Hypnotherapy May Help Calm Irritable Bowels

David July 5th, 2006

When a disease is poorly understood, when it’s of a distinctly personal nature and when medication doesn’t help, there’s often little left to do but to suffer in silence.

That’s the case for the 15 percent of Americans – about 25 million people – who have irritable bowel syndrome. Although television commercials and magazine advertisements promise easy relief for a chronically misbehaving gut, many people with the condition know better. The constipation, bloating, diarrhea and gas make their lives miserable, limiting some to short excursions when they leave home at all.Although the pharmaceutical industry is eagerly pursuing new drug treatments for irritable bowel syndrome, these potentially more effective medications are several years away. Now researchers say the best hope may be the most basic of treatments: lifestyle changes.

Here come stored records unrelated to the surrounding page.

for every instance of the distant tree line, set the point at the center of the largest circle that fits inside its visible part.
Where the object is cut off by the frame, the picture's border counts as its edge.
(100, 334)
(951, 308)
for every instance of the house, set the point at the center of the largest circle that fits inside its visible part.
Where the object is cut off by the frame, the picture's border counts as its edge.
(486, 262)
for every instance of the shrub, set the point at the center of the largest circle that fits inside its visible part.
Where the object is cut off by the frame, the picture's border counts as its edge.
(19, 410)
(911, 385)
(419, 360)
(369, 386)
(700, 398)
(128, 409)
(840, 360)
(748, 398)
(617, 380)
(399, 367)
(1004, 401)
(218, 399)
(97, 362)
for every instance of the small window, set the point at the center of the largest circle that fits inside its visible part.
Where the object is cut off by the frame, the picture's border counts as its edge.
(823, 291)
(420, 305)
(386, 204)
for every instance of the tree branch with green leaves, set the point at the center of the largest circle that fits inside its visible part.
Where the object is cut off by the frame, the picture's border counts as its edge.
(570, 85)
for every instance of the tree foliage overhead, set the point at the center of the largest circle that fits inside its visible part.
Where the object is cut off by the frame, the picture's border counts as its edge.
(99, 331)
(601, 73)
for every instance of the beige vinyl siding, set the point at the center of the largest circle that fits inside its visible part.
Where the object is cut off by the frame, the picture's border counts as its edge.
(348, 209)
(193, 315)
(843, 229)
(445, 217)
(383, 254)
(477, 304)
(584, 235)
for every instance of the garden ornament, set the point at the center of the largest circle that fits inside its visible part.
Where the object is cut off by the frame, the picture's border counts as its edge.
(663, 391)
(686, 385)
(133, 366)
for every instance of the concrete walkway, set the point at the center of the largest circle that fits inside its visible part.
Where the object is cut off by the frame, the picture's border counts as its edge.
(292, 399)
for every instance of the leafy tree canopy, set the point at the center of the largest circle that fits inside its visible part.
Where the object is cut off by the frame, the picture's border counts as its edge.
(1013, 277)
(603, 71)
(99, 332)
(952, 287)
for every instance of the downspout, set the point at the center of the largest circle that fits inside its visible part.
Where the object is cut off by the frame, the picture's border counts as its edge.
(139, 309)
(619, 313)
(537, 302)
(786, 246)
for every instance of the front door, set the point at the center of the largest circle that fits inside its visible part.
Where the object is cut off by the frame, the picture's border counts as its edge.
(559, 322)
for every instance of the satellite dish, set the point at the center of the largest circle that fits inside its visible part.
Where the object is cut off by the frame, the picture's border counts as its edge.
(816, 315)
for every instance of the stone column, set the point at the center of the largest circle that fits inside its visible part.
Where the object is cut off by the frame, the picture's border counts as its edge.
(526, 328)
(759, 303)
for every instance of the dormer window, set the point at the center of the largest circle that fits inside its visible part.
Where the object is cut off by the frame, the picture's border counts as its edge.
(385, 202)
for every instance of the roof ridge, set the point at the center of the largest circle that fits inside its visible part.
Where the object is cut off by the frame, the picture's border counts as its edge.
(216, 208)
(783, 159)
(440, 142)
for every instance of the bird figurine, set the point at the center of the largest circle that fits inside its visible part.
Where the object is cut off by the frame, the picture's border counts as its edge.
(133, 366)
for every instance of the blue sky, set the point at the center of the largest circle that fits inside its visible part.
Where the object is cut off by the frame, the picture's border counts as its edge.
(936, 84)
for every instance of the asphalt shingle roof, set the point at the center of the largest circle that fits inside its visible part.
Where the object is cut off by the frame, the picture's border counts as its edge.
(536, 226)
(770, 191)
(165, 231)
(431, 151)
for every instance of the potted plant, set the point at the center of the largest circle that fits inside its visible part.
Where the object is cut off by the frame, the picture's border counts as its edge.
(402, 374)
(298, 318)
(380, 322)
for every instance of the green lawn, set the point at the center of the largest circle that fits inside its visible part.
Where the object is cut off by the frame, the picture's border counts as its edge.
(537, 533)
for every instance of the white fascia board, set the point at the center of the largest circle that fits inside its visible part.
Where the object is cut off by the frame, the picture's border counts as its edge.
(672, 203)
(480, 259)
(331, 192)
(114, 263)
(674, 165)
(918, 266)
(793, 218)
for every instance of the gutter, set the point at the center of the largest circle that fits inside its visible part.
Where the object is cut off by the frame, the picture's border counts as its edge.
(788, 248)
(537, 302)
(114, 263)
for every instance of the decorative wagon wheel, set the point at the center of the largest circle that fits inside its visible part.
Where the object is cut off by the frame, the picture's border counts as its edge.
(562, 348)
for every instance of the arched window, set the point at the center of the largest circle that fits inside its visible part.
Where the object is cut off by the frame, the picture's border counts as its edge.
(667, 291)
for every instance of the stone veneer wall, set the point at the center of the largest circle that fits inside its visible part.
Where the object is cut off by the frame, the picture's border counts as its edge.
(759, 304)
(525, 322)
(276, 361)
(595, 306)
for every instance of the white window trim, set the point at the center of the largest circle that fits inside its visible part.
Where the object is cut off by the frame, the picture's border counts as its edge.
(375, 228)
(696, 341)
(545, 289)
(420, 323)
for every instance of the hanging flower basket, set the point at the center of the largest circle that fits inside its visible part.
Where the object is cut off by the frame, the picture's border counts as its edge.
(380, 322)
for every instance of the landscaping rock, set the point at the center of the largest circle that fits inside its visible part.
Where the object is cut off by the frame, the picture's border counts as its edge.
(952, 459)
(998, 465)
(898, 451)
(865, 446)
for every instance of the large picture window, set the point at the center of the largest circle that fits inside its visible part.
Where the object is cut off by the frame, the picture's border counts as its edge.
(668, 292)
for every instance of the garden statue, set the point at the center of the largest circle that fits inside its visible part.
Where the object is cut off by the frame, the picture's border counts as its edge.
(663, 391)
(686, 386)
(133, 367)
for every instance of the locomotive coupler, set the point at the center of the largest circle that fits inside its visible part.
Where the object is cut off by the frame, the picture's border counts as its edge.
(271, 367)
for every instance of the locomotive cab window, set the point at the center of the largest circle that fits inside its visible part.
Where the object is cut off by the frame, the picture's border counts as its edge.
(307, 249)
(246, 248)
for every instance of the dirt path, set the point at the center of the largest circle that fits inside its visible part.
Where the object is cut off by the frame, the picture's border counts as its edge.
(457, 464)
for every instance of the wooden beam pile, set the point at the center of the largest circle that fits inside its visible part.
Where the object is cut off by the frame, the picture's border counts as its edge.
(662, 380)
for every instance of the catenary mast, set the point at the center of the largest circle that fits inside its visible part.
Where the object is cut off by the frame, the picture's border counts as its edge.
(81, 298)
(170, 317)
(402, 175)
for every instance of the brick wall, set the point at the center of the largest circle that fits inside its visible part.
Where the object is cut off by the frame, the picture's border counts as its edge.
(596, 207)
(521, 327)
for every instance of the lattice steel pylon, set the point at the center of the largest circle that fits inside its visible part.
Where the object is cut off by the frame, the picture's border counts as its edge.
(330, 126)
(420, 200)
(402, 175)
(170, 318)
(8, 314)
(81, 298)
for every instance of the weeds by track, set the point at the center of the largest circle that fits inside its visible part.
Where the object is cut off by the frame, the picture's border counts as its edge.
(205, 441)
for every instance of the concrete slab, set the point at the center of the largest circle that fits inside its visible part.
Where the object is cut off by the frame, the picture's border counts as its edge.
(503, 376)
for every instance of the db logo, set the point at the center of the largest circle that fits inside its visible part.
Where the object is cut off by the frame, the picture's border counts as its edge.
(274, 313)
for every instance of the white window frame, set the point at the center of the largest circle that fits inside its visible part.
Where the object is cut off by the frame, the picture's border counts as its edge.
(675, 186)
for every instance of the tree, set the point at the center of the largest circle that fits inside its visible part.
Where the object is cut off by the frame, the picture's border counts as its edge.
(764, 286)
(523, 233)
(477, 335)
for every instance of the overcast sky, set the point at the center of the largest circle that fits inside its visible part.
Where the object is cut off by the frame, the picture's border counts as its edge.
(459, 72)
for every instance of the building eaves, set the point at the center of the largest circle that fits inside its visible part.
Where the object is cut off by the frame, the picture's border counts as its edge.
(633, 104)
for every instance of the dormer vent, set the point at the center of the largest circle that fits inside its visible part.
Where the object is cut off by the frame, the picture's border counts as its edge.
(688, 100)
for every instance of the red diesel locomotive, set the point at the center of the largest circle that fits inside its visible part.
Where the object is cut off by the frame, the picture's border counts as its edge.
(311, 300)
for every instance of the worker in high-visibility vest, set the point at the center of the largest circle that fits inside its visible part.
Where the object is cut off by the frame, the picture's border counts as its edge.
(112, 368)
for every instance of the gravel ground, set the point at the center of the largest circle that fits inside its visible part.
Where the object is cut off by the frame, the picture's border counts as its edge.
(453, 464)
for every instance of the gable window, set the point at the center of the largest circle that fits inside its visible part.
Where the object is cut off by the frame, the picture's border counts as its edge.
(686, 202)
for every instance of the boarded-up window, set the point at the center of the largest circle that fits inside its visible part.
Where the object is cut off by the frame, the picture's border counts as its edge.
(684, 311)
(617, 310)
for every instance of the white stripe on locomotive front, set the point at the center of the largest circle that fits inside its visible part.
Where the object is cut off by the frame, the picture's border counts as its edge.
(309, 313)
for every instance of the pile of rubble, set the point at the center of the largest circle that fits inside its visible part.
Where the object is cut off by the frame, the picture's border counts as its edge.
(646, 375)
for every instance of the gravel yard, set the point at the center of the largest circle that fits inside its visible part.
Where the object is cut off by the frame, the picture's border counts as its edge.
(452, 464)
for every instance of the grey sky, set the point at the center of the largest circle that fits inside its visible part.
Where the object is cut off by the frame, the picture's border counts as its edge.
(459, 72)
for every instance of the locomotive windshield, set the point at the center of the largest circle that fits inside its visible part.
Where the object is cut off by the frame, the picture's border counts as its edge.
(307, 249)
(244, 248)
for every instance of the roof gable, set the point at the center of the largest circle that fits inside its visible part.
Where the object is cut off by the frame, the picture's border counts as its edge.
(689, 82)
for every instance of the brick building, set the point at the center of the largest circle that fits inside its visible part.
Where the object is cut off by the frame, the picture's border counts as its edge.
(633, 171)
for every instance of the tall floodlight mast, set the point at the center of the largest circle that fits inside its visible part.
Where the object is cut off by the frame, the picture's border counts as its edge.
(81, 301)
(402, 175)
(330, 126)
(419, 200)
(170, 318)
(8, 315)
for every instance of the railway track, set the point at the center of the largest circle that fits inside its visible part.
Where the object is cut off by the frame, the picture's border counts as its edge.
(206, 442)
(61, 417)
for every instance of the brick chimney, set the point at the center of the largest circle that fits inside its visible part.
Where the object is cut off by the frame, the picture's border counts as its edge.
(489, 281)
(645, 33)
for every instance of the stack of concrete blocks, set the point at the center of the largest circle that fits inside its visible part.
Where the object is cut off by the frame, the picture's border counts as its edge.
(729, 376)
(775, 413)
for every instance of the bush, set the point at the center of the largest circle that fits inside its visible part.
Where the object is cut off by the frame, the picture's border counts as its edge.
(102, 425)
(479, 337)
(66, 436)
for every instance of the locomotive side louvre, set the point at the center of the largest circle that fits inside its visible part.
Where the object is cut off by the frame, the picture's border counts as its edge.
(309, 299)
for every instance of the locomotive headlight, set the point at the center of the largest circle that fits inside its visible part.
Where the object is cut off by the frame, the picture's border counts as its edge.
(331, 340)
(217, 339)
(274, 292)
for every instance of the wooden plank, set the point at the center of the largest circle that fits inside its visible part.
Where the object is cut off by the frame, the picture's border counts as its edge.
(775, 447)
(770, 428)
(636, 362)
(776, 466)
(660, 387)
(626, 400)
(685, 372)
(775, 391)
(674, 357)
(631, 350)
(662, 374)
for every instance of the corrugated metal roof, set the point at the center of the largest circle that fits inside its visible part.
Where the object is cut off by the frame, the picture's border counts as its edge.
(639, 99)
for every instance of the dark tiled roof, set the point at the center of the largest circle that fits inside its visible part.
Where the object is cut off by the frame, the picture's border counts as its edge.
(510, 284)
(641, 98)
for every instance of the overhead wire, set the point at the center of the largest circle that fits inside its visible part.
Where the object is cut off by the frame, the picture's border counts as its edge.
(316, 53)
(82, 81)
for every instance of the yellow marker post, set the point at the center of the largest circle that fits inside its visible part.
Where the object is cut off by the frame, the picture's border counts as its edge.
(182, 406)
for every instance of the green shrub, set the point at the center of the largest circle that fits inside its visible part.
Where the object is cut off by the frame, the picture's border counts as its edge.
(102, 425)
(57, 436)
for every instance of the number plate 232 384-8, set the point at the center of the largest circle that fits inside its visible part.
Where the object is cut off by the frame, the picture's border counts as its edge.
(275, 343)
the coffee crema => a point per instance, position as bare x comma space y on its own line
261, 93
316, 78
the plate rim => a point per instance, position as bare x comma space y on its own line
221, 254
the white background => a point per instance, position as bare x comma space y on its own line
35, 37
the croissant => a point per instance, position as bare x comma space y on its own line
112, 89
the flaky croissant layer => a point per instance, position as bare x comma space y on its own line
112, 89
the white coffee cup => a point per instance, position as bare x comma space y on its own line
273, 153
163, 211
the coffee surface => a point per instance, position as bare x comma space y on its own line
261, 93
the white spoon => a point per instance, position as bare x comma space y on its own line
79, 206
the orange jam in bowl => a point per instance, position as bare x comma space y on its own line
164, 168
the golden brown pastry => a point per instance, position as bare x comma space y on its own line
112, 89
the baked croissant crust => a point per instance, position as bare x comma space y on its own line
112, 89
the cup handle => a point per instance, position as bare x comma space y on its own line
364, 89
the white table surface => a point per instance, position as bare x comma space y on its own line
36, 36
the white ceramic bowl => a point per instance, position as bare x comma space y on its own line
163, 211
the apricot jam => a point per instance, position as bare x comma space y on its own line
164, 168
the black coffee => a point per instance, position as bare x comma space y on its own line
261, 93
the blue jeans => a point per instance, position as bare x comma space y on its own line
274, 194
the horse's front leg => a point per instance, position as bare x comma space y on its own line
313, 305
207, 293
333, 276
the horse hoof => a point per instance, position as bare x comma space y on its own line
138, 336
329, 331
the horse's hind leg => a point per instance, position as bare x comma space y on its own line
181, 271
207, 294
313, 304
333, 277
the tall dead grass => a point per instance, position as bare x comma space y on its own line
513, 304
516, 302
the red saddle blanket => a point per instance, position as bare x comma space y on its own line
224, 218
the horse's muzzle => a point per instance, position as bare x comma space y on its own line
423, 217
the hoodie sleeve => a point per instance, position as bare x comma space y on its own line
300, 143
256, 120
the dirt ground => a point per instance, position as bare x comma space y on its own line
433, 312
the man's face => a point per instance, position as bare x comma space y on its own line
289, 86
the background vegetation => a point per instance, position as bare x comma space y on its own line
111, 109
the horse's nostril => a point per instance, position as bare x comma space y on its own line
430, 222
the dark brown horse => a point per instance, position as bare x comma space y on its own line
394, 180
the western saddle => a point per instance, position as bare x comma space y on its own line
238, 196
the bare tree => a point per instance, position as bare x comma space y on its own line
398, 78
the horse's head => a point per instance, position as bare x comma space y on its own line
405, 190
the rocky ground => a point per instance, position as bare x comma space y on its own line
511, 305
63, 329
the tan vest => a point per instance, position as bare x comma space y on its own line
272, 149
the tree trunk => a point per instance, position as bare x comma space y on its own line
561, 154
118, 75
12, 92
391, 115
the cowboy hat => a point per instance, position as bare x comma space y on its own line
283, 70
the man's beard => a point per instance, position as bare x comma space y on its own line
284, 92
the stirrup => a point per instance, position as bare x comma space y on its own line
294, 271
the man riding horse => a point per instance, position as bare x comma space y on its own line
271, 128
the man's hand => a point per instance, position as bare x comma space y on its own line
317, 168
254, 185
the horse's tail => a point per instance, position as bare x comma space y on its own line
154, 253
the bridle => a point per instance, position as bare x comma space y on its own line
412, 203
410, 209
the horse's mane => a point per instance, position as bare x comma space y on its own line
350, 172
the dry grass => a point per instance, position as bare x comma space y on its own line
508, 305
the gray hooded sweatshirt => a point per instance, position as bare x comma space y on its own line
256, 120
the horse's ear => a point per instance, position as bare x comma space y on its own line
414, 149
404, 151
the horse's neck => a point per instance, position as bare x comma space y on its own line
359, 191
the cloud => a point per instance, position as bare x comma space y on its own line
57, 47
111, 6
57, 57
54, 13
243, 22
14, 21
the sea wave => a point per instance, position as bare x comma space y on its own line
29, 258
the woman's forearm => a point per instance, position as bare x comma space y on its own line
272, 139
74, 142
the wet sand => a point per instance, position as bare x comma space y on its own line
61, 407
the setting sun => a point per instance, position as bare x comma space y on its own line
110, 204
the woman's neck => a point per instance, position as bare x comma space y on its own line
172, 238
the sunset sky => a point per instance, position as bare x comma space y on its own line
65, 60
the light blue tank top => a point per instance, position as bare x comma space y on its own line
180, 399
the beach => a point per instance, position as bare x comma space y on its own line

Experts meeting recently in Los Angeles for Digestive Disease Week, the world’s largest gathering of gastrointestinal health professionals, reported that behavior modification and dietary alterations can significantly ease symptoms of the still little-understood condition.

For example, even a brief, self-help course of cognitive behavior therapy – in which people identify their symptoms’ triggers and learn techniques, such as relaxation and thought processes, that can alter the response – significantly helped most patients in one study presented at the meeting. Another study found that 12 sessions of hypnotherapy reduced symptoms in many patients for at least one year.

The findings support recent theories that irritable bowel syndrome involves a communication glitch between the brain and gut. But experts disagree on whether drugs that act on the gastrointestinal tract or psychological therapies that alter thoughts and emotions will ultimately prove most beneficial.

“There is a camp totally focused on the GI tract. But there is also a lot of talk about how we’re beginning to understand the mind-body connection,” said Dr. Emeran Mayer, director of the Center for Neurovisceral Sciences and Women’s Health at the University of California, Los Angeles.

Dissatisfaction with the two medications currently approved for IBS – Lotronex and Zelnorm – has led to a resurgence of interest in how patients can help themselves, said Jeffrey M. Lackner, an assistant professor of medicine at University at Buffalo, State University of New York.

“At this point, there are no drugs that seem to be satisfactory for the full range of symptoms,” he said. “The real burden of IBS rests on the shoulders of patients on a day-to-day basis.”